Mas convém recordar o essencial: essas práticas não foram sinais de democracia, foram sinais de autoritarismo. O partido único eliminou o pluralismo, as milícias substituíram as forças do Estado e os tribunais de zona não serviram a justiça, serviram o controlo político.

É precisamente contra esse passado que o povo cabo-verdiano se ergueu e conquistou, em 1992, uma Constituição que hoje celebramos, no seu 33.º aniversário, e que consagrou definitivamente o Estado de Direito Democrático. Foi ela que nos garantiu liberdades fundamentais, separação de poderes e dignidade da pessoa humana como valor supremo.
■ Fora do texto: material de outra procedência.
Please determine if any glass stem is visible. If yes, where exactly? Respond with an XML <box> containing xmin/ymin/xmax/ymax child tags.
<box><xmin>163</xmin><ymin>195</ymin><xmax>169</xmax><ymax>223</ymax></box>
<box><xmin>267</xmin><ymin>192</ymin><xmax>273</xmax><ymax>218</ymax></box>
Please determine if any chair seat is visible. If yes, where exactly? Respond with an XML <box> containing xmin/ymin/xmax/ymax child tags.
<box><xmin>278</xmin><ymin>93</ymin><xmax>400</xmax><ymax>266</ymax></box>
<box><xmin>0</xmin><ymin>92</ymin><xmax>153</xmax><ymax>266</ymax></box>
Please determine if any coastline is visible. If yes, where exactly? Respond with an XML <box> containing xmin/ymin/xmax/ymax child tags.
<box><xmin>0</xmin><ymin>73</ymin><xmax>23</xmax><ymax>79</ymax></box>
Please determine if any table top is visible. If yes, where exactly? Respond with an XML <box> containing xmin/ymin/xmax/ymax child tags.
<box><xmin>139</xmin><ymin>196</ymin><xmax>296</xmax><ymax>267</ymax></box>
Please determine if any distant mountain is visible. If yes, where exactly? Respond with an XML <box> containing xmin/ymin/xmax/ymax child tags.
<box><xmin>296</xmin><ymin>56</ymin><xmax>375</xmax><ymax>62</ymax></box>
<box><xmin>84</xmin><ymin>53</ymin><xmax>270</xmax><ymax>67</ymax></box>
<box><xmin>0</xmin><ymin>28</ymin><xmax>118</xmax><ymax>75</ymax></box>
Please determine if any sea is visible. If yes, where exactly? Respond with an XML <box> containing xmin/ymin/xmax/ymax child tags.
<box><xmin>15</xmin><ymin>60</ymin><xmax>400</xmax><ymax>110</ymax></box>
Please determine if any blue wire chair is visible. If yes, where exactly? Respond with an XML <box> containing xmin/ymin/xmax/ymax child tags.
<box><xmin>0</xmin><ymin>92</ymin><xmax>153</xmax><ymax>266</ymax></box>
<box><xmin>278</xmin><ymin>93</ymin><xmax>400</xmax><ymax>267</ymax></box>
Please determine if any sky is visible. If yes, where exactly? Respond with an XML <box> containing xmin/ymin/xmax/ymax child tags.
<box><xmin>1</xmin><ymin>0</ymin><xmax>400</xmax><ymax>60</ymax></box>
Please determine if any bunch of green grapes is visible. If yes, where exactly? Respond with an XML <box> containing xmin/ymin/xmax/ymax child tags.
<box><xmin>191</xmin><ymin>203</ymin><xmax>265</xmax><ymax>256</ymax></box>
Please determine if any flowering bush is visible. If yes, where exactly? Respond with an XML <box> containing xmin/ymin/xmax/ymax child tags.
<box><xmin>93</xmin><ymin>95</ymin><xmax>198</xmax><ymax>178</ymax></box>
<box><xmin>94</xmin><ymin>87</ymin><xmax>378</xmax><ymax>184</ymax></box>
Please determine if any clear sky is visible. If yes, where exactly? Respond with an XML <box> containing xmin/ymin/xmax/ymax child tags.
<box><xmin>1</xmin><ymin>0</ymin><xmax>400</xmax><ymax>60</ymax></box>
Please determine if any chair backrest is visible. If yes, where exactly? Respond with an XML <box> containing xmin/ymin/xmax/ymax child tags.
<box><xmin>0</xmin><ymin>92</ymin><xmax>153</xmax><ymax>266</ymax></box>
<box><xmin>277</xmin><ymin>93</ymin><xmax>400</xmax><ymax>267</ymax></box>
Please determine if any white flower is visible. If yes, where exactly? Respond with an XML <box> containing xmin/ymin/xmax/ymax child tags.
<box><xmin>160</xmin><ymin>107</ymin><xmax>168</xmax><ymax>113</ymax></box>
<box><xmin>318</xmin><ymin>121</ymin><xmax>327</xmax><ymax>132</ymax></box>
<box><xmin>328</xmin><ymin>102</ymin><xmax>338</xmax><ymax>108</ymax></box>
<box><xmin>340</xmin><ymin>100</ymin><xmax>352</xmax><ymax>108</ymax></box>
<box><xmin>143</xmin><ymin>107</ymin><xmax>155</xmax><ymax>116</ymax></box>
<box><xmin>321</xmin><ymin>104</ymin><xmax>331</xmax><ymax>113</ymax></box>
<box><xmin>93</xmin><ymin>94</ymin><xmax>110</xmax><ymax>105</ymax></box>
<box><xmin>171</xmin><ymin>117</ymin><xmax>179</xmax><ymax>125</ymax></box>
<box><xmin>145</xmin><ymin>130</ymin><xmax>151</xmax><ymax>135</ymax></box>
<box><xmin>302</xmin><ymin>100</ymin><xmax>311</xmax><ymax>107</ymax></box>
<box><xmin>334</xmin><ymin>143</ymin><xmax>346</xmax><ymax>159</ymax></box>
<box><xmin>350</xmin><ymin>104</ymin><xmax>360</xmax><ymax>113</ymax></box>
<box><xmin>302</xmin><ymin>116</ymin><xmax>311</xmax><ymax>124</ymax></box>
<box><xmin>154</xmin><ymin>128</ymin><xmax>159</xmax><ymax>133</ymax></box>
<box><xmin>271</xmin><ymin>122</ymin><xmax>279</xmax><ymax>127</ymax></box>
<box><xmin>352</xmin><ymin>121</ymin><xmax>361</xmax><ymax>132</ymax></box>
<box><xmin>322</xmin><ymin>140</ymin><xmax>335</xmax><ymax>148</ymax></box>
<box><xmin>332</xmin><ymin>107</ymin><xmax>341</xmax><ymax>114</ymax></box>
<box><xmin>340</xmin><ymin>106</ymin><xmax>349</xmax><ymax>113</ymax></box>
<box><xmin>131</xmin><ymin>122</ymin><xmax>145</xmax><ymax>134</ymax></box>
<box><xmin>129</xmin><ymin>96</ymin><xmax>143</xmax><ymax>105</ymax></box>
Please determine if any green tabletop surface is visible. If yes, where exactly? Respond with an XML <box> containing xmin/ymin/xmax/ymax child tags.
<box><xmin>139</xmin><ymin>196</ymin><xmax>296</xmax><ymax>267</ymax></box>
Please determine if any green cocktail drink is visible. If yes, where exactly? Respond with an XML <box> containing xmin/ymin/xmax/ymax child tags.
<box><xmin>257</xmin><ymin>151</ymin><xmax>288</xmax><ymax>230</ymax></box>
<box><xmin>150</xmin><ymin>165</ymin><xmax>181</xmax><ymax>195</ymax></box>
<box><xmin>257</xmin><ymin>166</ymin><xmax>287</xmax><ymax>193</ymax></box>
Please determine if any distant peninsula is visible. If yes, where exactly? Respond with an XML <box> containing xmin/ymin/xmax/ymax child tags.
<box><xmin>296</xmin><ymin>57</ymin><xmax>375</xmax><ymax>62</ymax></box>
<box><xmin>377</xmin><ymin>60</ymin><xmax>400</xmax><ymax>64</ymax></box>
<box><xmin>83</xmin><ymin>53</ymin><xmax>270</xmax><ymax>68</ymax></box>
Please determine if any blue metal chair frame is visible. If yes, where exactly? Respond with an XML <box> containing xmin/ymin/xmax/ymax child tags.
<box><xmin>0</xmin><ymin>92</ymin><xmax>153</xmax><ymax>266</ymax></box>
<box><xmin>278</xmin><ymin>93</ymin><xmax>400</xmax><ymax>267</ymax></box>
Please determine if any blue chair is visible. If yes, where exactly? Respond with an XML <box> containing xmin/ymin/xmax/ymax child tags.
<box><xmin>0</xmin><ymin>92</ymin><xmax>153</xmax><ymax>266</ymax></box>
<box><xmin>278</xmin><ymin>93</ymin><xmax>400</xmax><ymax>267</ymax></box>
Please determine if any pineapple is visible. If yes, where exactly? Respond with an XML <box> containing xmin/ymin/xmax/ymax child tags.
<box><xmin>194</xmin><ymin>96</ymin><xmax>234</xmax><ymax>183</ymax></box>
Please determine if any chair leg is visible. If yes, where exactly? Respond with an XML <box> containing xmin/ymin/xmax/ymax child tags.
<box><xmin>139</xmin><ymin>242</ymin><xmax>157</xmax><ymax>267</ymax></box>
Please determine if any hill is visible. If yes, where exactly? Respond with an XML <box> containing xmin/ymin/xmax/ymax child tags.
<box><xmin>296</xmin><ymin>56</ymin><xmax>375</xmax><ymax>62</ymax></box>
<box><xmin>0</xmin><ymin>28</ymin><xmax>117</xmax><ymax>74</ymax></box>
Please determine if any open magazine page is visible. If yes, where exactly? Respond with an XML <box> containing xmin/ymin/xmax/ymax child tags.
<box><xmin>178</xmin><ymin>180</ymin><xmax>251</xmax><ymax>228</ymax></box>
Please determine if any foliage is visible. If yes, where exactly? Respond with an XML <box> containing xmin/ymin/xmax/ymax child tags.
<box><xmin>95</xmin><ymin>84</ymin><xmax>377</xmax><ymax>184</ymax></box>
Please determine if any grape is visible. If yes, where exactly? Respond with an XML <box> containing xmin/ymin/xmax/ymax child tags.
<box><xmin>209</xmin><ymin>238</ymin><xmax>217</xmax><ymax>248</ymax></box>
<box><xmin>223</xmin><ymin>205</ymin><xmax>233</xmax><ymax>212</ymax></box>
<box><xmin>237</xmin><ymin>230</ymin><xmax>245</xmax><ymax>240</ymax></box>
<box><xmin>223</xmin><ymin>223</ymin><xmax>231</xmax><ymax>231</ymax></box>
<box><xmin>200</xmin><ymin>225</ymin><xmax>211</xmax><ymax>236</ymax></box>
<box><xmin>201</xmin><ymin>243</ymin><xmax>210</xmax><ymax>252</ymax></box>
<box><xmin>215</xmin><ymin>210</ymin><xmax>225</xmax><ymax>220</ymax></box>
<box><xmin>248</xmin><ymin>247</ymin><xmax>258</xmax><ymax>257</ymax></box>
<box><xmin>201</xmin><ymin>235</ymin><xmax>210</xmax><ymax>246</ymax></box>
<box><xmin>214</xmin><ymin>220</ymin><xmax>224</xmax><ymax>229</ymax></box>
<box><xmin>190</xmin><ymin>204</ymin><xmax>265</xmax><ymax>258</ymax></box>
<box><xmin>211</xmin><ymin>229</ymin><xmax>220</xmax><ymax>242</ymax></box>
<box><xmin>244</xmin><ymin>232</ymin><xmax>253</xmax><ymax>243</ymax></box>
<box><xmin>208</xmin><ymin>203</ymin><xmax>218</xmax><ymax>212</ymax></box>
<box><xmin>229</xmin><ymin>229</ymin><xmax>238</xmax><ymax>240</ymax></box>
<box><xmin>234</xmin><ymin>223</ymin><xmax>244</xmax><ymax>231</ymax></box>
Por isso, quando alguém como Francisco Tavares fala em “entendimento sólido como aço” sobre partido único e tribunais de zona, não está a fazer um exercício inocente de memória histórica. Está a tentar normalizar a nostalgia de um regime que oprimiu a liberdade e negou direitos. É perigoso, porque legitima um discurso contrário ao pacto constitucional que nos une e que garante que nunca mais voltaremos ao monopartidarismo.

Neste aniversário da Constituição, é bom repetir: Cabo Verde não precisa de milícias nem de tribunais de zona. Precisa de democracia forte, de instituições credíveis e de respeito pelo pluralismo. O partido único já foi rejeitado pelo povo, e não voltará.

1 COMENTÁRIO

  1. Quando os jornalistas conversam com o Presidente da República, Jose Maria Neves, alguma vez já o questionaram acerca das ideias de Francisco Carvalho? Por exemplo: o que pensa ele da ideia de fazer ressurgir as milicias, os tribunais de zona e outros defuntos de triste memória?